A deregulatory process begun years ago is about to crash over Pennsylvania consumers and is expected to bring dramatically higher utility bills. So far, just Pike County is feeling the pain. But over the next few years -- in 2009 for PPL Corp. -- rates are expected to soar across the state.
"This is only the first day in a long journey.
We are here today not to debate the efficacy of electric competition
but how to get from here to 2009," Pennsylvania Public Utility Commission member James Cawley said Thursday at a commission hearing on how Pennsylvania should prepare for the end of electric price caps.
The caps will expire in 2009 and 2010 for most of the state. Consumer costs for electricity generation have been frozen since deregulation began in 1997.
PUC members took testimony from some of the biggest names in the energy industry on how to handle the state's changing electricity market. Some company officials argued largely for advertising campaigns to soften the blow to consumers by educating them.
Others tried to convince the PUC they had the cheapest plan for how to buy electricity and sell it to consumers. The commission will set the rules for how utilities buy electricity in the new market.
PPL estimates that under its plan, customers will pay 20 percent to 30 percent more for electricity when the caps come off. PECO, whose caps will expire in 2010, estimates its charges will rise 11 percent.
"Pennsylvania consumers have been shielded from these forces by having their rates frozen at 1997 levels," said commission Chairman Wendell Holland.
When Pennsylvania deregulated its local utilities, allowing regulated utilities to sell their power plants, many believed that consumers would get cheaper rates because they would be able to buy power from companies other than the local utility.
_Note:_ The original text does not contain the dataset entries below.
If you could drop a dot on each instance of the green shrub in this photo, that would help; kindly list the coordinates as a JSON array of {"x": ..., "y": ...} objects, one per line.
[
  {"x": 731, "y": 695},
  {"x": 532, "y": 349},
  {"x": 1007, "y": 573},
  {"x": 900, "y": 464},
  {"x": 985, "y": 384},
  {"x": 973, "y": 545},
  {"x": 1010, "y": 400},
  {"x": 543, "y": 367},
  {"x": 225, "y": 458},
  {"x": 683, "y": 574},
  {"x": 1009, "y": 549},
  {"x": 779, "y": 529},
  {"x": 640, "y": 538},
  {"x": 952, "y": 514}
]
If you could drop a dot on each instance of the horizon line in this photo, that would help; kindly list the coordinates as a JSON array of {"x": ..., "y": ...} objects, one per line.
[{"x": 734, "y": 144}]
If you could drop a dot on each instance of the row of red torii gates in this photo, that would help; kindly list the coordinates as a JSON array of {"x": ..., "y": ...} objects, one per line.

But in places like Maryland and Delaware, which are farther ahead than Pennsylvania in the deregulation process, that hasn't turned out to be the case. And most energy experts say that at least initially, Pennsylvanians won't see lower prices either. In fact, they're far more likely to see price increases.
Pike County Light & Power Co. consumers saw their electric bills rise by more than 65 percent this year. In Delaware, Delmarva Power Co.'s residential electric rates jumped 59 percent in May. And in Maryland, Baltimore Gas and Electric Co. consumers are expected to see a 72 percent increase in their electric bills beginning in July.
The reasons for the higher prices? Natural gas and coal prices have soared since the caps were put in place, and the electric competition that deregulation was supposed to create never materialized. The caps deterred alternative power suppliers because they couldn't beat the utilities' capped rates.
"The main cost driver is fuel, no question about it, and that is going to continue," said William Brier, vice president of policy and public affairs for Edison Electric Institute, a trade association in Washington, D.C.
A price increase after a decade-long cap was inevitable, said John Hanger, president of the Harrisburg-based environmental group PennFuture, "Ten years' passage of time is going to lead to increases."
As part of deregulatory agreements made with utility companies in 1997, electricity generation and transmission rates were capped for most Pennsylvanians. The transmission rates have already expired, so consumers have seen increases on that part of their electricity bill.
Utility companies will buy electricity for residential customers in a wholesale market through long-term contracts. Much of the electricity will be purchased at auctions.
On Thursday, utility officials debated the cheapest way to buy electricity in the new market. Some argued for charging consumers more now and allowing utility companies to hold the money until the caps expire. If electricity costs more in 2009-10 than it does now, the money raised now would go toward that purchase price so that customers' electricity bills wouldn't dramatically increase.
If electricity costs less when the caps expire, consumers would be refunded their money plus interest. The downside to that plan: New customers who don't pay in now would still benefit.